If the U.S. Mint makes money (a profit), so does the entire country. This profit is called seigniorage. Simply put, if a quarter takes just a few cents to make, but it's value is 25 cents, then it creates a profit. That profit is then used to help fund the U.S. Government.
According to several recent studies, money in your wallet it is some really dirty stuff. The older the bills, the more contaminants that are present, including salmonella and E.coli. Bills that are printed on primarily cotton material were found to have the highest levels of bacteria, where those created on newer, slicker polymers had the least.
In a study conducted by the University of Ballarat in Australia, scientists collected over 1,200 banknotes from various countries worldwide. The results of the study showed: "In the United States, the cleanest dollars hosted just 20 bugs, which the researchers refer to as colony forming units, or CFUs; the dirtiest greenbacks hosted 25,000, which translates to about 128 CFUs per square centimeter."

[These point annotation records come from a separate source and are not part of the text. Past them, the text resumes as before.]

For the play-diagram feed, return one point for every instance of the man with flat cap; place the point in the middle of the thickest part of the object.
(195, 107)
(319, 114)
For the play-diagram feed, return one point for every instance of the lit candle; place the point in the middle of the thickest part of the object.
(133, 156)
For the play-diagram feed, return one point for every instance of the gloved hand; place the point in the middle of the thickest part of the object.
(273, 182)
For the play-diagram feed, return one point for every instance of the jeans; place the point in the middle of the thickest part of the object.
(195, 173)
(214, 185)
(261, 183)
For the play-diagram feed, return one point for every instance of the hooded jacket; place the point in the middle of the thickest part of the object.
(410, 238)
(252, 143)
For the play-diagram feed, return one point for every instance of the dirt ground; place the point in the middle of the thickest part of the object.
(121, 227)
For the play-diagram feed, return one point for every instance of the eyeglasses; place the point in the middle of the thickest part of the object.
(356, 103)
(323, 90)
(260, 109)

Most of the bacteria is completely harmless, but there is always the possibility of a few very bad germs lurking on your money. The best advice is to wash your hands after handling cash.
The Bottom Line
Each bill is said to have a story: who held it, what it purchased and who might have saved it. A lot of history, economics and politics follow the money, everywhere.
Money has become the thing most sought out by many. A survey recently concluded that American's have more fantasies about money than sex. It also found that your odds of winning the lottery are roughly 10 million to one. Still, that chance exists, and for many the lure of the money is worth the odds.